I was just watching free world class Dakar coverage on Red Bull TV from on AppleTV. You can't even see decent Dakar coverage on any paid Canadian TV.

I think things like Red Bull TV are the future. It's not constrained by arbitrary lines in the sand like traditional networks are. It's just free.. self publicity

And no one is getting thrown in jail for streaming.. uploading maybe. Networks don't stream to other networks regions to protect each other's market control.

It's like when suppliers or dealers collude not to compete across borders.. but it's not illegal to buy from a foreign supplier


----------



## Davis (Nov 11, 2014)

The cable companies claim that it is illegal to sell/distribute the boxes, and that it being resolved in court now. I have not seen any good source day that it is illegal to watch steamed video in Canada, either through a box or through the Kodi software on your computer. 

I use the Kodi software. Occasionally I have to poke around to find a good stream, but usually I get it on the first go.


----------



## vinnyc11 (Mar 14, 2014)

Through these services are you able to get local news during news hours?
I'm ready to cut the cable, but my wife will only support it if she get the news and Ellen...


----------



## twa2w (Mar 5, 2016)

Depends where local is. For some reason this company has Edmonton, Vancouver toronto etc channels but not Calgary.

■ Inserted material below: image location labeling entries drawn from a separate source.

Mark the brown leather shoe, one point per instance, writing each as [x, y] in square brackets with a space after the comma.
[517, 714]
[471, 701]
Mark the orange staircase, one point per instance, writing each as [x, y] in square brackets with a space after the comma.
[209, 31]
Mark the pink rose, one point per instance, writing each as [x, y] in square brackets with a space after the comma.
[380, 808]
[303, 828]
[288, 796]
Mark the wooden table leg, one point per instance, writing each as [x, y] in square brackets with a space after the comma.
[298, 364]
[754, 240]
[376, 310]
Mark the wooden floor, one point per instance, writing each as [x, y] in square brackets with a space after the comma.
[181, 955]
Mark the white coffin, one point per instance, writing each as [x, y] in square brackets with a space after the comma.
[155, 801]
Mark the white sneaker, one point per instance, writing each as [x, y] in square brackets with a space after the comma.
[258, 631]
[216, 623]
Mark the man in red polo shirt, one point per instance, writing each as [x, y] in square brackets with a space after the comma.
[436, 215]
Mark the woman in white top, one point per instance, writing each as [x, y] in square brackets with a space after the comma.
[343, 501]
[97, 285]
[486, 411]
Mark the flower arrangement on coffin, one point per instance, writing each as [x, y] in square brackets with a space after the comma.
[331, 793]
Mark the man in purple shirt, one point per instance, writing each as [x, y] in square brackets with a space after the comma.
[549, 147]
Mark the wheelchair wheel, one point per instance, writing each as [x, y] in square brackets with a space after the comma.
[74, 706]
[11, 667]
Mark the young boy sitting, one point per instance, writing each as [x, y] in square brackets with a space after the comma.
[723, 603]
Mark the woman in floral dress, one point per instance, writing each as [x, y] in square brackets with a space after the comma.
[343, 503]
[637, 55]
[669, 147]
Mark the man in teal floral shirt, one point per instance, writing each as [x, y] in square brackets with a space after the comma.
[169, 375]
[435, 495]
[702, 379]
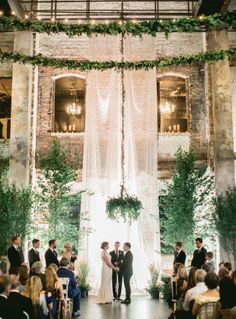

As for cost compared to netflicks, they are 15.99 month compared to 8.95 for netflicks. They have more movies than netflicks plus over 200 TV channels. Movies are blu-ray quality except for movies that are currently in theatres which may be somewhat lower quality.
No need for cable, no need for netflicks, no need for pvr or blu-ray. You can get any TV show for the past 60 days and in most cases of serials you can go back 3 or more seasons.
If you want you can get programming from other countries.
The standard set up me would be USA, Canada, Britain.
For others it may be Urdu and Arabic.

They are just developing a guide so you would have to know what channel your program it was on. Ie NBC, ABC etc. Channels are well identified.
You do need fairly decent Internet. Dialup won't cut it


----------



## twa2w (Mar 5, 2016)

You can also take the box with you if you travel. As long as you have strong enough Internet you can hook up.
Box is pretty small. About the size, thickness of two cigarette packages stuck together.


----------



## andrewf (Mar 1, 2010)

If you are pirating content, why not use Kodi for free?


----------